It is a fact of life that, “You must be new here” is painted across every freshman’s face. No, your official school lanyard* hanging around your neck didn’t give you away; It was the look of utter fear in your eyes.
*Note: The use of a school lanyard to hold your freshly pressed student ID may be handy, but it is also a symbolic albatross around your neck that screams “awkward freshman alert”.
There are several parts you have to keep track of during orientation: moving into your dorm, arguing with your parents, navigating a new campus, and of course, meeting new people. You are thrown together with hundreds of thousands of new faces who all have the potential to be your new best friend. And let’s be real here, there are a TON of cuties, and you can’t help but wonder which one you’re going to dance with at the New Student Mixer later that evening.
You’ll most likely have a “small group”, a sample collection of fellow freshies, whom you will meet with throughout Orientation. Small groups are great because they make it a little less scary to meet new people. But you’re also going to be introduced to the single most influential person of your college career: yourself.
New Student Orientation for your college/university will be your first real introduction to the realm of collegiate life. Its main purpose is to acclimate you into a college environment and build campus camaraderie amongst you and your fellow peers. Your orientation program can last a day, a weekend, or even an entire week depending on your institution. I know every orientation program means well, but it’s a little naive to think that all of you freshies will just bust on campus and instantly spark into this well-adjusted, social, collegiate. It’s going to take longer than a weekend, and it’s going to take some work.
Upon arriving to my Orientation Weekend, I was scared (insert expletive here). I’ve always been a social butterfly, enthusiastic to make a new circle of friends. I’m sure some of you can relate, but also I’m sure some of you are on the opposite side of the spectrum and prefer to be the farthest away from the spotlight and just float on by. High school is aggressively obsessed with labels, and I’m going to assume that you were graced/cursed with one. You could have been a jock, a mean girl, weird kid who just sits on tumblr and talks about Dr. Who, super brainiac, etc. Whatever you think you are, eradicate it from your mind. The oppressive chains of petty high school labels have no power over you in college.
Everything about college is different. For me, I was in a new state without my family, and I was no longer a big fish in a tiny pond. That social butterfly shriveled back into her cocoon. Orientation is a terrifying situation because you have to adapt to an entirely different culture, and everything seems to be spiraling into a void of uncertainty. But that is actually the best part orientation.

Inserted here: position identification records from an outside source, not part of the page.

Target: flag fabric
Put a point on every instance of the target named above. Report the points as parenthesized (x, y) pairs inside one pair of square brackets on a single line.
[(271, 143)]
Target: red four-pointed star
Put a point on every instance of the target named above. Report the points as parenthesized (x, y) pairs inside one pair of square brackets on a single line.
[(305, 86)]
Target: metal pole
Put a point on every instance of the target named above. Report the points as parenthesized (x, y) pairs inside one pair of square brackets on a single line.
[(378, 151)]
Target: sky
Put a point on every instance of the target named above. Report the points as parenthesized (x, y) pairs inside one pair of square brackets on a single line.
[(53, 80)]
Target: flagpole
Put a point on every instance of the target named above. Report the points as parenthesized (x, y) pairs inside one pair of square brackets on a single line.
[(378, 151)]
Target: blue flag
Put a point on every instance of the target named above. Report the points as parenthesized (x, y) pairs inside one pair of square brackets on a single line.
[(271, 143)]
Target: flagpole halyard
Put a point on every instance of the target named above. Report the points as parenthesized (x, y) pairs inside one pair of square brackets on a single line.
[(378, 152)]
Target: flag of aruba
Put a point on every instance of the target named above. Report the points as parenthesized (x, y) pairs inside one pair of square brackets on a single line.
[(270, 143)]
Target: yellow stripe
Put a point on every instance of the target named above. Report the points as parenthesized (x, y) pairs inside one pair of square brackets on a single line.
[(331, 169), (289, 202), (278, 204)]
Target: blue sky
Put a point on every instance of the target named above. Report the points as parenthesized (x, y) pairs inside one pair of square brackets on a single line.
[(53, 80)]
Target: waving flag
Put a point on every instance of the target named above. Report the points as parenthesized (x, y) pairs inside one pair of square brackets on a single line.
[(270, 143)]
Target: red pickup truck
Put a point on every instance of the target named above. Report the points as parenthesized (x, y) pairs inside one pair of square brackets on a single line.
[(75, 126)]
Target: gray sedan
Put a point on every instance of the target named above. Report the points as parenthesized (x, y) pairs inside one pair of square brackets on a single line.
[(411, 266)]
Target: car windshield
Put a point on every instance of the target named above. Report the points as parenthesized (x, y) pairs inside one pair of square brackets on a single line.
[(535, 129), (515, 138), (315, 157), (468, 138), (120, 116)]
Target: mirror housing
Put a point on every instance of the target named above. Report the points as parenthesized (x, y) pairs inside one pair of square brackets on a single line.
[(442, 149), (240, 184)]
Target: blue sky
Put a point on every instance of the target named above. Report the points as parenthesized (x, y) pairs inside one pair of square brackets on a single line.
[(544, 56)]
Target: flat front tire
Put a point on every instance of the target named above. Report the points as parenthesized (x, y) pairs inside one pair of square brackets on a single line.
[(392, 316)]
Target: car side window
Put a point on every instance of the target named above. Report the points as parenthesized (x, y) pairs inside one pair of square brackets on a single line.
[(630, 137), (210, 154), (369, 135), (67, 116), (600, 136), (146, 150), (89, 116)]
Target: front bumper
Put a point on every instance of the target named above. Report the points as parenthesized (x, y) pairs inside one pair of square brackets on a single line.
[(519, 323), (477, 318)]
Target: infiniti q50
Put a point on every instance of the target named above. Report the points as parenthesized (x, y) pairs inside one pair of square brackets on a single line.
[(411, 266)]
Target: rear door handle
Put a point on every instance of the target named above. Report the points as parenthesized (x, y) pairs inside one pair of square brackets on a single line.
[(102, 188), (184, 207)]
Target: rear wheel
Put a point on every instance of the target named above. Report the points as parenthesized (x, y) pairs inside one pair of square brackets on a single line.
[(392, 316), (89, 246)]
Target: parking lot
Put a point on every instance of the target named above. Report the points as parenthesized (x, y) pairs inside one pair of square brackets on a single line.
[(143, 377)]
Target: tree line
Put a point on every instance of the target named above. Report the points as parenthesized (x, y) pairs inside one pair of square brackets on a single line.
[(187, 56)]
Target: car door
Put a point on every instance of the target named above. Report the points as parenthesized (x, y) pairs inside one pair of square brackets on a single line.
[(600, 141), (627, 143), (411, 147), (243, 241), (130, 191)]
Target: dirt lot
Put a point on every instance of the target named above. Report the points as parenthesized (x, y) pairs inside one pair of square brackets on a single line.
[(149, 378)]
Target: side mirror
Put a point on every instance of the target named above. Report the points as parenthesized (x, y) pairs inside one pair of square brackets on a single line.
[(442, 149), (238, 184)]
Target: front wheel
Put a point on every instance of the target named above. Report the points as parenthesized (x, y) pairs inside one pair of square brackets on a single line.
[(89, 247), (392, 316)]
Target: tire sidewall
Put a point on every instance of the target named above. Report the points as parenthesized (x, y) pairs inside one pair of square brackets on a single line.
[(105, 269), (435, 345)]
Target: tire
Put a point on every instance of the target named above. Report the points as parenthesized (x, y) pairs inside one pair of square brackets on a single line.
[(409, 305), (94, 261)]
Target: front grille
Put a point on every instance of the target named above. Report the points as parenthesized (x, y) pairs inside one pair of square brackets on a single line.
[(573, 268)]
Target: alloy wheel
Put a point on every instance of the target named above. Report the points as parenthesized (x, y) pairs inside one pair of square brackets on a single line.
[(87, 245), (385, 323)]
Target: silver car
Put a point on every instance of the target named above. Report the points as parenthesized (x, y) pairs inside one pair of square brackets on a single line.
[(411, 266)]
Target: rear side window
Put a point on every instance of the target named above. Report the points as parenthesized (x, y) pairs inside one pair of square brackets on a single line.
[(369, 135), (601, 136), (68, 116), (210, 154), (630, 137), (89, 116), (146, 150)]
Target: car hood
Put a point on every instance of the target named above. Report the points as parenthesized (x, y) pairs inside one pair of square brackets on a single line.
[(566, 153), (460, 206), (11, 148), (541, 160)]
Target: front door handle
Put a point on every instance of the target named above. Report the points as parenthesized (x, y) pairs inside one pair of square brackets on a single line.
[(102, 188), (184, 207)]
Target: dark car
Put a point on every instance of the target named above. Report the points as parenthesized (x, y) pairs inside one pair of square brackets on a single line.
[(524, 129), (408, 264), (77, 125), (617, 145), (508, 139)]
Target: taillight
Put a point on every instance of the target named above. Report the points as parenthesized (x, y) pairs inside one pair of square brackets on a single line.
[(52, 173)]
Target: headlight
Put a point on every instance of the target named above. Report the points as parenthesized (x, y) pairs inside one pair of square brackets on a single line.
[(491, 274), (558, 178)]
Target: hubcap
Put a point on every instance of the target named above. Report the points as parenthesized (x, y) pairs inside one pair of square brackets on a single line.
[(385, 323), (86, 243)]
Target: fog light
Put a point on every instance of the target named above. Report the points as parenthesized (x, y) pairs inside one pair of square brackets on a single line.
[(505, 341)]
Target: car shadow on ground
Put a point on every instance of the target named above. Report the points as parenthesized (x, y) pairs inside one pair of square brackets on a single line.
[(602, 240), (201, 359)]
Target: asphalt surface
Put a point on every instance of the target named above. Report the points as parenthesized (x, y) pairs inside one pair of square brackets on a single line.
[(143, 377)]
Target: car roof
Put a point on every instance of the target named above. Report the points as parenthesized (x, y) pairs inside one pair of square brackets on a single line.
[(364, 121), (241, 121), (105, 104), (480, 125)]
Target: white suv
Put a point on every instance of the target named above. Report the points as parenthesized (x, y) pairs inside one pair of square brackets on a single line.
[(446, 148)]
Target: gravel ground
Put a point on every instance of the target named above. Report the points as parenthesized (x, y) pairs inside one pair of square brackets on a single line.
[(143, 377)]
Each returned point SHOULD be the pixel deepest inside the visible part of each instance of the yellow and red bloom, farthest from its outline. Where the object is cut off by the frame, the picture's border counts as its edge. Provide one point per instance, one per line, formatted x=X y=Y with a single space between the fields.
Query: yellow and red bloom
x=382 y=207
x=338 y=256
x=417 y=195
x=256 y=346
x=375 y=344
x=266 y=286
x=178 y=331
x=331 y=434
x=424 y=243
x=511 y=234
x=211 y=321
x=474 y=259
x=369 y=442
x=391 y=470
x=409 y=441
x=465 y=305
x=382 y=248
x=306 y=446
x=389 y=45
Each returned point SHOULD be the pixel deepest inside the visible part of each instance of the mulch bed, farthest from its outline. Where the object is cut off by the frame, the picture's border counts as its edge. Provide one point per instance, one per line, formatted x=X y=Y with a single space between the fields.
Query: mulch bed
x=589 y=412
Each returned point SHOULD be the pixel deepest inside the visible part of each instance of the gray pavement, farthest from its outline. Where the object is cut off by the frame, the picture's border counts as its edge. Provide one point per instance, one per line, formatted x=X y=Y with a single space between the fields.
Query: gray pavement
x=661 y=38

So, say you’re in your small group, and your overly excited group leader asks you to introduce yourself by name, hometown, projected major, and an interesting fact about yourself. Panic literally courses through your body as you scramble to come up with something. The girl who went before you was super bubbly and said “like” too many times to count, and the guy before her brought nun chucks…and that’s it. So what do you say? Who are you? It is intimidating, but also extremely liberating because you can be whoever you want to be. Remember that uncertainty I talked about? Once you are aware of it, that fear transforms into infinite potential.
I struggled at first to find who I was and where I belonged, but that’s natural. For all of you incoming freshmen, don’t get discouraged if you don’t instantly click with a group of friends. Familiarity comes with time. It’s safe to say that for the first few weeks, everyone is sort of blindly bopping around. Some might consider this being fake, but in my eyes, exploring self-identity is extremely important. You aren’t being unfaithful to your character. You’re simply finding out who your character is, because you really don’t know. I honestly didn’t get a “rhythm” until the first semester of my sophomore year, and I’m continuously focused on my personal development. It takes time, but the process of self discovery is worth it.
I could tell you to “just be yourself”, but you might not know who that is yet. If anything, be genuine. Realize that “orientation” literally means finding the relative direction. You’re determining the relative direction of yourself. This is the great thing about college. It is a process. It’s fluid. It’s dynamic. It truly is what you make of it. For the first few weeks there are no boundaries, and that’s great. You’re free! This is probably the only time you’ll be able to be so mobile. So take advantage of the freedom and explore!